Une plaisanterie que les enseignants font parfois lors de travaux pratiques ou de voyages scolaires avec des élèves ou des étudiants ayant la maturité nécessaire pour la comprendre est d'expliquer qu'on a droit à un certain « taux de perte », ou encore qu'il s'agit pour eux de ne pas se perdre ou se blesser afin d'éviter à l'enseignant de « remplir de la paperasse ». Il s'agit, bien entendu, d'un clin d'œil au caractère profondément bureaucratique de notre société.

Certains s'étonnent ou s'insurgent de ce qu'une enquête administrative de la Gendarmerie nationale ait conclu à l'absence de faute de la part du gendarme ayant tué Rémi Fraisse.

Comme le dit le rapport, pareille enquête a pour but

« d'[évaluer] le respect des procédures d'engagement des unités au [maintien de l'ordre] ainsi que la conformité à la déontologie des comportements individuels et collectifs des gendarmes mobiles (GM) et départementaux (GD) ».

Au sujet de la mort de Rémi Fraisse, les rapporteurs relèvent que le gendarme qui l'a tué a respecté les conditions et précautions d'utilisation des grenades offensives, et conclut :

« En l'état des informations recueillies au cours de cette enquête, et au plan administratif développé ci-dessus, l'IGGN ne dispose pas d'éléments permettant de caractériser une faute professionnelle. »

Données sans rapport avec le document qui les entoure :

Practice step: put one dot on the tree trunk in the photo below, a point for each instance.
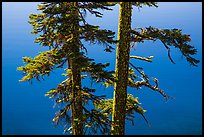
(122, 65)
(76, 107)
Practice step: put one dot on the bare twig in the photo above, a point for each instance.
(148, 59)
(168, 52)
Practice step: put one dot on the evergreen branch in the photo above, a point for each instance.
(168, 52)
(146, 83)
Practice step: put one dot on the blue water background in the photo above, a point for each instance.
(25, 109)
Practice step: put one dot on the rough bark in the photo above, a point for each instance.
(122, 61)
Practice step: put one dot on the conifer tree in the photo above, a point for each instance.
(62, 27)
(123, 105)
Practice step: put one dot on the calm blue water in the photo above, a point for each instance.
(25, 109)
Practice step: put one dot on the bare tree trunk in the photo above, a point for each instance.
(122, 65)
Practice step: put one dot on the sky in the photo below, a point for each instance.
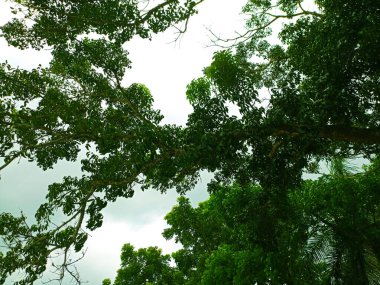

La question de fond est donc de savoir si les conditions et précautions d'utilisation des armements par la police et la gendarmerie françaises sont adéquates, et, pour parler crûment, le « taux de perte » que l'on admet.

J'ai déjà expliqué ici en quoi l'argument qu'un événement comme l'accrochage d'une grenade dans le sac à dos d'un manifestant est très improbable méconnaît la nécessité d'analyser cette probabilité sommée sur toutes les manifestations sur une grande période de temps. Autrement dit, ce qui importe ce n'est pas la probabilité de tuer Rémi Fraisse en particulier, mais le nombre moyen de morts que l'on s'autorise sur une décennie.